How can we navigate the gray zone of ending lockdowns while avoiding any infringement of freedom?
The World Economic Forum’s Centre for the Fourth Industrial Revolution recently launched a pilot project in France to test a governance framework for the responsible use of facial recognition. This work suggests four lessons to ensure the responsible use of technologies in a post-COVID-19 world.
1. Lean on a multistakeholder approach
COVID-19 allows tech companies to take a new lead on health or security infrastructures, domains historically occupied by governments. A multistakholder approach could help balance and coordinate the roles of the public and the private sectors and put the rights of the citizen first – at the local, regional and global levels.
2. Clearly identify potential limitations
It is critical to agree on what the objectives and limits of tracking technologies should be. For example, the Berkman Klein Center of Harvard University has built a tool to list many of the initiatives to ensure ethical approaches to AI. Policymakers and tech companies must examine nine main principles, asking questions that will help inform essential requirements for any tools.
- Bias and discrimination: Are there any bias or risk of discrimination in the tool, and if so, how can they be mitigated?
- Proportionality: What are the trade-offs brought by the tool?
- Privacy: Is the tool respecting “privacy by design” rules that ensure privacy is a priority?
- Accountability: What kind of accountability model is in place for external audits?
- Risk prevention: What is the risk-mitigation process in case something goes wrong?
- Performance: What is the performance and accuracy of the system and how is it assessed?
- Right to information: Are users well informed about data sharing?
- Consent: How do you ensure that users provide an informed, explicit and free consent?
- Accessibility: Is the tool accessible to anyone, including people with disabilities?
3. Ensure continuous internal evaluation
Once the principles are established, the next step is to ensure that the system meets the requirements.
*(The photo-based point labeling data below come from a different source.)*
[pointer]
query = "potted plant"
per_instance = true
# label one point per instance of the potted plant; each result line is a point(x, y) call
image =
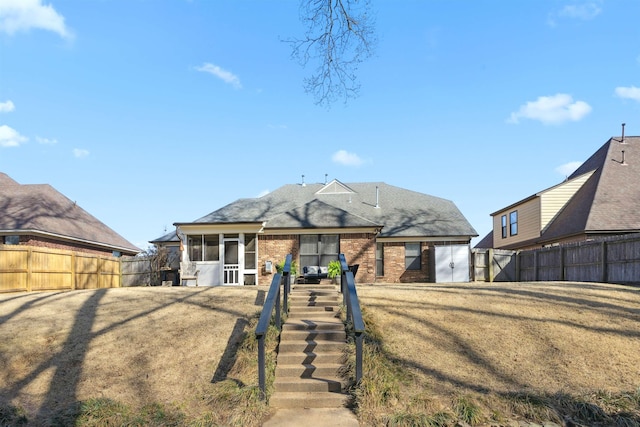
point(333, 270)
point(293, 271)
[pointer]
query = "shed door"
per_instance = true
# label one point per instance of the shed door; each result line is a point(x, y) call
point(452, 263)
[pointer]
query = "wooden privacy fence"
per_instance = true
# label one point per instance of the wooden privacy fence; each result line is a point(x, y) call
point(610, 260)
point(494, 265)
point(136, 271)
point(27, 268)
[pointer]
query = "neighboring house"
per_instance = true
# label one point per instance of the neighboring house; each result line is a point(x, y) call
point(393, 234)
point(601, 198)
point(38, 215)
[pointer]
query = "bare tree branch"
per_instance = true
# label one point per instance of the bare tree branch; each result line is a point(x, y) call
point(340, 35)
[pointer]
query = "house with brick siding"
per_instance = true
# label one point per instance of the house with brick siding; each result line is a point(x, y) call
point(393, 234)
point(39, 215)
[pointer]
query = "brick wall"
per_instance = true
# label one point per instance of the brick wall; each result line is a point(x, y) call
point(394, 265)
point(360, 248)
point(275, 249)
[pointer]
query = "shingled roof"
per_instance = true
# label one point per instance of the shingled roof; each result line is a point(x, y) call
point(609, 201)
point(40, 209)
point(396, 211)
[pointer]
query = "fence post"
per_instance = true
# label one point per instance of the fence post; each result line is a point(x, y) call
point(490, 265)
point(262, 380)
point(358, 357)
point(285, 297)
point(562, 275)
point(603, 248)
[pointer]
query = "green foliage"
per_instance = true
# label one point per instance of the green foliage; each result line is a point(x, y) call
point(333, 269)
point(293, 271)
point(467, 410)
point(107, 412)
point(409, 419)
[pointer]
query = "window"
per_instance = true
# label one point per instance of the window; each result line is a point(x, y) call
point(249, 252)
point(11, 240)
point(211, 247)
point(503, 221)
point(412, 258)
point(513, 223)
point(319, 249)
point(210, 243)
point(380, 259)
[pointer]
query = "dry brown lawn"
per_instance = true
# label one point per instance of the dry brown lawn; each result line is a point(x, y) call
point(494, 339)
point(133, 345)
point(165, 345)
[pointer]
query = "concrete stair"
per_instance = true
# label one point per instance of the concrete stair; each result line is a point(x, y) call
point(310, 351)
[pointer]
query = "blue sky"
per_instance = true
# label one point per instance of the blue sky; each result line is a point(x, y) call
point(149, 112)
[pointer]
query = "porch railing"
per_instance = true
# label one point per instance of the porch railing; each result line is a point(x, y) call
point(271, 302)
point(354, 313)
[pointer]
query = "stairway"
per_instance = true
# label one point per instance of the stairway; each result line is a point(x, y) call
point(310, 350)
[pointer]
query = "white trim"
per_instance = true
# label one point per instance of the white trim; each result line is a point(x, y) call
point(410, 239)
point(300, 231)
point(220, 228)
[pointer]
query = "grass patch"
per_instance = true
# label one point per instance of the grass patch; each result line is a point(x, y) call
point(234, 401)
point(391, 394)
point(12, 416)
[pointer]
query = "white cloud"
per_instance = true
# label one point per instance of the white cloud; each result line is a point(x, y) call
point(10, 137)
point(584, 11)
point(46, 141)
point(568, 168)
point(222, 74)
point(631, 92)
point(23, 15)
point(343, 157)
point(7, 107)
point(79, 152)
point(554, 109)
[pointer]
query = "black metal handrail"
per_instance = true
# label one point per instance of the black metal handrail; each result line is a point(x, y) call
point(272, 301)
point(354, 313)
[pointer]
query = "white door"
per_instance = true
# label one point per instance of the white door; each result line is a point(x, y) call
point(231, 266)
point(452, 263)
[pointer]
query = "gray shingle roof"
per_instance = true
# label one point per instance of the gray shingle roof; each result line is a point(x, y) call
point(400, 212)
point(610, 200)
point(39, 208)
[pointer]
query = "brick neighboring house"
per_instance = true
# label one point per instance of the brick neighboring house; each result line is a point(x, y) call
point(393, 234)
point(601, 198)
point(38, 215)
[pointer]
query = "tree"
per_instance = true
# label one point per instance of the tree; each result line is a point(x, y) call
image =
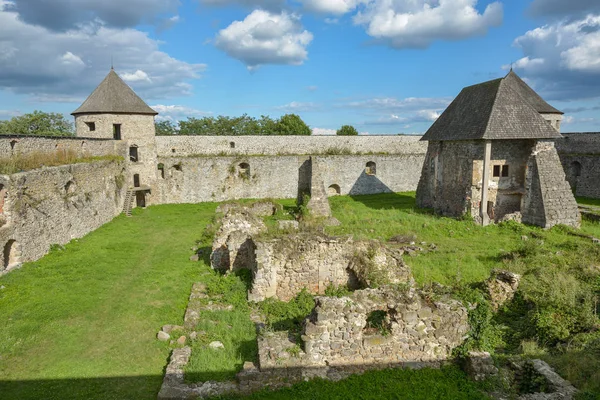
point(347, 130)
point(38, 123)
point(291, 124)
point(164, 128)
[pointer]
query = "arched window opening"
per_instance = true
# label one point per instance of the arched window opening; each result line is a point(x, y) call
point(2, 197)
point(576, 168)
point(11, 254)
point(70, 187)
point(333, 190)
point(378, 322)
point(117, 131)
point(133, 153)
point(371, 168)
point(244, 171)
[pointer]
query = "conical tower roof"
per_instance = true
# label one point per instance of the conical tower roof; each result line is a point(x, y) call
point(492, 110)
point(113, 96)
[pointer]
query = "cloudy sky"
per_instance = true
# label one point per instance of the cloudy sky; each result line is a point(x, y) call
point(384, 66)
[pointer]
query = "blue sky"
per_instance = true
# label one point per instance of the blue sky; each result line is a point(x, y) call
point(384, 66)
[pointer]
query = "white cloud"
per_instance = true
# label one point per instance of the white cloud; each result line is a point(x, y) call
point(71, 59)
point(394, 104)
point(562, 59)
point(323, 131)
point(296, 106)
point(7, 114)
point(265, 38)
point(417, 23)
point(273, 5)
point(49, 64)
point(331, 6)
point(177, 112)
point(63, 15)
point(137, 76)
point(562, 8)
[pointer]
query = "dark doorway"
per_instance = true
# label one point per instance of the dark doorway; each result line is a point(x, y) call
point(133, 154)
point(11, 255)
point(117, 131)
point(140, 199)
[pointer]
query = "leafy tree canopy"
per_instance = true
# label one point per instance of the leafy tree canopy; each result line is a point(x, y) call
point(245, 125)
point(347, 130)
point(38, 123)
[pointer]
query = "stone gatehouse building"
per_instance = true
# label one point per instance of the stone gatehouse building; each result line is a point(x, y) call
point(492, 155)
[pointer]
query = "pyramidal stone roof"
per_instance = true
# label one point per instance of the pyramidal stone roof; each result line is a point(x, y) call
point(114, 96)
point(497, 109)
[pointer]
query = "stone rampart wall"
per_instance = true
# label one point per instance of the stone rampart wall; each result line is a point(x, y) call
point(580, 155)
point(15, 144)
point(55, 205)
point(280, 145)
point(200, 179)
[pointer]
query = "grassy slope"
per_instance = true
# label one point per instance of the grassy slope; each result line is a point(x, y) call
point(466, 252)
point(81, 322)
point(92, 310)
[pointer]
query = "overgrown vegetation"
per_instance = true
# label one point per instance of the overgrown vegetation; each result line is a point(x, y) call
point(26, 162)
point(289, 124)
point(105, 296)
point(423, 384)
point(37, 123)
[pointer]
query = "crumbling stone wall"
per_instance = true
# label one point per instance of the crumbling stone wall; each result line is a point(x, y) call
point(57, 204)
point(185, 146)
point(335, 334)
point(83, 146)
point(286, 265)
point(580, 156)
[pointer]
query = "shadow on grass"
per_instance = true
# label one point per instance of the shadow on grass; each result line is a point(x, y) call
point(391, 201)
point(130, 387)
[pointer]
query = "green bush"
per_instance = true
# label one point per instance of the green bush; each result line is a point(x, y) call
point(282, 316)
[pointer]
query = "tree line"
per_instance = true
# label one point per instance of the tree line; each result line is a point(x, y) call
point(37, 123)
point(55, 124)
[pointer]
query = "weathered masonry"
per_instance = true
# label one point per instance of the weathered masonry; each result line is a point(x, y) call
point(523, 170)
point(492, 154)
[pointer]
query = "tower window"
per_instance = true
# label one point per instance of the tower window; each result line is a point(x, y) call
point(371, 168)
point(117, 131)
point(133, 154)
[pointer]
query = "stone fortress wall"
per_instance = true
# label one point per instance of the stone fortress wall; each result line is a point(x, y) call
point(189, 169)
point(580, 156)
point(81, 146)
point(54, 205)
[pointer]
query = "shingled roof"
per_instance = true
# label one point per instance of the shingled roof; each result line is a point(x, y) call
point(492, 110)
point(114, 96)
point(529, 94)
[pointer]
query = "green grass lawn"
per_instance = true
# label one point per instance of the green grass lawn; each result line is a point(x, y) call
point(82, 321)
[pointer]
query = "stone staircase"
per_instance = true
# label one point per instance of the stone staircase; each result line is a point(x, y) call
point(128, 203)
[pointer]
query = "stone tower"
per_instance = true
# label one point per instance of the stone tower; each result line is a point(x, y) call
point(114, 111)
point(491, 154)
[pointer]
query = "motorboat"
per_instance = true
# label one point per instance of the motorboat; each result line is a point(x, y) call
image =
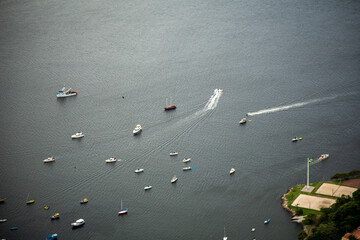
point(77, 135)
point(295, 139)
point(112, 159)
point(78, 223)
point(123, 210)
point(52, 236)
point(242, 121)
point(174, 179)
point(324, 156)
point(169, 106)
point(55, 216)
point(137, 129)
point(66, 93)
point(148, 187)
point(49, 159)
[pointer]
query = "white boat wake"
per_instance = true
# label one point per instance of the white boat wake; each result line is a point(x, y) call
point(214, 99)
point(286, 107)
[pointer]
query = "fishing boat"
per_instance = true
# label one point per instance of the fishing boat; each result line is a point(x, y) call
point(137, 129)
point(242, 121)
point(169, 106)
point(324, 156)
point(295, 139)
point(112, 159)
point(148, 187)
point(77, 135)
point(49, 159)
point(187, 168)
point(66, 93)
point(225, 237)
point(122, 211)
point(52, 236)
point(29, 201)
point(78, 223)
point(174, 179)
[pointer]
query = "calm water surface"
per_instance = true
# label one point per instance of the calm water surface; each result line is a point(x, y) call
point(261, 54)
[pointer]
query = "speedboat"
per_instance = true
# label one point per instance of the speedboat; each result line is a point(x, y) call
point(174, 179)
point(242, 121)
point(77, 135)
point(147, 187)
point(186, 168)
point(49, 159)
point(55, 216)
point(66, 92)
point(78, 223)
point(52, 236)
point(113, 159)
point(295, 139)
point(137, 129)
point(123, 210)
point(324, 156)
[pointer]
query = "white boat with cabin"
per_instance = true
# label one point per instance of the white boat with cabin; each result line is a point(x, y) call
point(77, 135)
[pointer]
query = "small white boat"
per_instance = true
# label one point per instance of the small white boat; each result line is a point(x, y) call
point(242, 121)
point(112, 159)
point(324, 156)
point(66, 93)
point(78, 223)
point(295, 139)
point(174, 179)
point(148, 187)
point(186, 168)
point(137, 129)
point(77, 135)
point(49, 159)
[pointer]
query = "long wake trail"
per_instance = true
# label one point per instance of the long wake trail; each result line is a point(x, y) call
point(286, 107)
One way to do so is to draft a list of questions to guide the product team to internally check its compliance. This questionnaire helps bridge the gap between political principles and technical requirements.
For example, IBM Research has a framework called “FactSheets” to increase trust in AI services, Google has recently proposed a framework for internal algorithmic auditing, and Microsoft a list of AI Principles and the tools to apply them internally. These promising projects could serve as best practices for other tech companies.
4. Identify an independent third party for oversight
In addition to the internal questionnaire, there must also be external oversight of systems through an independent third party. Trust depends on the ability of this independent body to have access to the system to conduct verifications.
Recent history shows that the need for audits or audit reforms surges in the aftermath of crises. For example, the 2002 Sarbanes-Oxley Act that created new regulations to respond to fraud in financial services emerged after the failure of Enron. In the aerospace industry, the recent Boeing 737MAX accidents may lead to a new series of stronger controls.
As of now, tech companies have largely avoided any external audit, even when failures to protect citizens have been reported and have led to scandals. For example, consider the case of clearview.ai, a facial recognition tool working on a never-seen database of more than three billion images scraped from the Internet, including social media applications and millions of other websites. This startup has not only raised privacy concerns but also been reportedly exposed to a recent data breach. What is true for traditional industries should be true for the tech sector as well.
We know that tech governance is key to mitigating the potential risks brought by the Fourth Industrial Revolution. The COVID-19 crisis represents its truth test. We must act now to build frameworks that can help ensure any tracking tools not only aid in the recovery but also protect the rights of users.